Les Victoires sont un moment clé. Même si la lumière est mise sur une seule poignée d’artistes, elles sont l’occasion de mettre en perspective les problématiques qui traversent l’industrie musicale. “C’est un moment au cours duquel on va beaucoup parler d’égalité, un moment au cours duquel on veut porter un message, constate Marie Buscatto. Si les responsables favorisent la mise en œuvre de ce message, c’est un acte symbolique.”
Genrer ou dégenrer?
Mais, la France est-elle prête? “On regarde ce qu’il se passe à l’étranger, a renseigné Stéphane Espinosa, le directeur des Victoires de la musique, au cours d’une conférence de presse. Je pense que c’est bien de continuer comme on le fait aujourd’hui. C’est important qu’il y ait des catégories féminines parce qu’il y a un combat, pour moi, essentiel. Je ne me souviens plus du chiffre exact, mais il y a beaucoup, beaucoup plus d’hommes nommés que de femmes.”
Il ajoute: “Le principal combat est d’avoir de plus en plus de productions féminines et on va aussi essayer de s’y employer.” L’absence d’artistes féminines, en 2021, dans la catégorie non-genrée de “l’album de l’année” n’était pas passée inaperçue. En 2022, pourtant, même son de cloche du côté du “concert de l’année”. Trois hommes se battent pour le titre: Hervé, Ben Mazué et Woodkid.

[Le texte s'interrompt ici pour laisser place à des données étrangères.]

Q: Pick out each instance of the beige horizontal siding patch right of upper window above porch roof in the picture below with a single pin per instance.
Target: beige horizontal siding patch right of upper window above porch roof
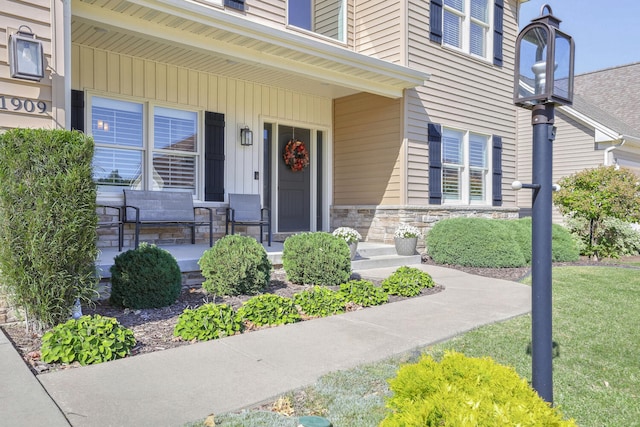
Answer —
(378, 29)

D’après Marie Buscatto, genrer “ne va pas créer en soi l’égalité, l’inclusion ou la non-discrimination”. Dégenrer, non plus. “Si ce n’est pas suivi de mesures, comme la mise en place de quotas ou de règles du jeu permettant la présence à égalité des artistes, il n’y a aucune raison que ça ait d’effet”, précise la professeure en sociologie. Dans le domaine de la musique classique, par exemple, les auditions ”à l’aveugle” ont porté leurs fruits: elles ont accru le nombre de musiciennes au sein des orchestres.
Un problème de fond
Mais voilà, pour la sociologue du genre, les prix sont un reflet du fonctionnement de l’industrie. “Ce n’est pas parce que vous êtes reconnu dans votre différence que vous êtes à armes égales avec des personnes qui bénéficient d’autres processus sociaux favorables, continue la chercheuse. Aujourd’hui, si les artistes masculins hétérosexuels s’en sortent mieux que les femmes, c’est parce qu’ils ont plus facilement accès à des critiques musicales favorables, à des producteurs, des programmateurs ou des collègues qui leur tendent la main pour réaliser leurs œuvres.”

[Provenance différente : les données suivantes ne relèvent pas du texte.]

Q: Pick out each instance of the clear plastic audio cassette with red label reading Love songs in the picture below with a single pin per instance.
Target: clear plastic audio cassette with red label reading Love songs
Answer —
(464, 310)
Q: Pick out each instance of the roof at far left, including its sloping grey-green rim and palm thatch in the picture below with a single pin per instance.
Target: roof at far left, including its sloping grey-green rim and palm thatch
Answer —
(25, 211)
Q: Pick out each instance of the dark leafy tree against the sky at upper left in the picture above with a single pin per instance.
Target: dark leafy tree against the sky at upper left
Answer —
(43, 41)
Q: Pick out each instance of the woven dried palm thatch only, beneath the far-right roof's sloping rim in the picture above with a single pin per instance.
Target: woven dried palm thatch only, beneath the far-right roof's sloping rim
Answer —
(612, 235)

Un point de vue partagé par Yanis. “Il existe des artistes trans et non binaires, mais ils ne bénéficient pas de la même exposition. De ce fait, il faut changer les structures de l’intérieur et prendre des risques. Il faut arrêter de vouloir mettre en place une recette qui fonctionne parce qu’on sait que ça va marcher”, interpelle l’artiste, avant d’ajouter: “En douze ans de métier, je n’ai pas rencontré une seule directrice artistique en rendez-vous pro.”

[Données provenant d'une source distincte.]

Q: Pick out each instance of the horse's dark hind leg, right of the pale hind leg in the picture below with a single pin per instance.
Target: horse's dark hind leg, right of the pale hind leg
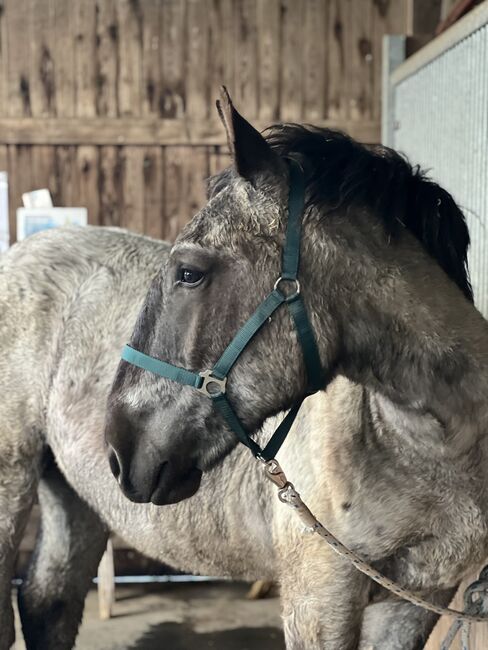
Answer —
(68, 549)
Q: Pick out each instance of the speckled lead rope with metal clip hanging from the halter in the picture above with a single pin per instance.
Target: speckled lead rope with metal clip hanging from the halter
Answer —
(475, 596)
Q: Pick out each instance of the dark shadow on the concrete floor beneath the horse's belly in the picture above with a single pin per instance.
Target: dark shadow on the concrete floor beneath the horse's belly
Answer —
(179, 636)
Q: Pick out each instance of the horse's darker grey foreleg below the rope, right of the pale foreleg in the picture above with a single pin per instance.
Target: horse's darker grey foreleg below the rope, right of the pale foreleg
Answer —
(395, 624)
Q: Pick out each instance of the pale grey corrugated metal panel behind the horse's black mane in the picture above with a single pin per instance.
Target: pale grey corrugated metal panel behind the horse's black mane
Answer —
(441, 122)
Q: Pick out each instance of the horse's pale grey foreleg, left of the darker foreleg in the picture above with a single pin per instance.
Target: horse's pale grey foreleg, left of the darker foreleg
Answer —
(323, 597)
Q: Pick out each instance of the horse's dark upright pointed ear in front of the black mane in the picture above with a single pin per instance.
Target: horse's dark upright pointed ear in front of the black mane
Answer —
(250, 152)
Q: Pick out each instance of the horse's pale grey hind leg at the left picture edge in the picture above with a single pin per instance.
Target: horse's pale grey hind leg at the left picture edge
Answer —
(19, 463)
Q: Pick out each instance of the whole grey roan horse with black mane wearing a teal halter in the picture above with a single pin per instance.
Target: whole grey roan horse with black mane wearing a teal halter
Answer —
(391, 456)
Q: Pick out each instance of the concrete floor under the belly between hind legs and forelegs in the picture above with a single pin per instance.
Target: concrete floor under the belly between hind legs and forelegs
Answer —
(181, 617)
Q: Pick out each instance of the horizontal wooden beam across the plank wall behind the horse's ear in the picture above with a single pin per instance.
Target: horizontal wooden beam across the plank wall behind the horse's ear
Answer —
(144, 131)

À l’heure qu’il est, Yanis se sent isolée, “comme dans une cour de récréation” où tout le monde joue sans se soucier des enfants à l’écart. “Je suis choquée qu’aucun des artistes nommés cette année ne parle de l’absence de diversité”, poursuit-iel. Vexée, Yanis a le sentiment, une fois de plus, d’être seule à se jeter dans l’arène et ajoute: “Les artistes qui ne rencontrent pas ces problèmes devraient réaliser que ce n’est pas normal que les autres ne soient pas dans le même espace qu’eux.” Le vent finira-t-il par tourner?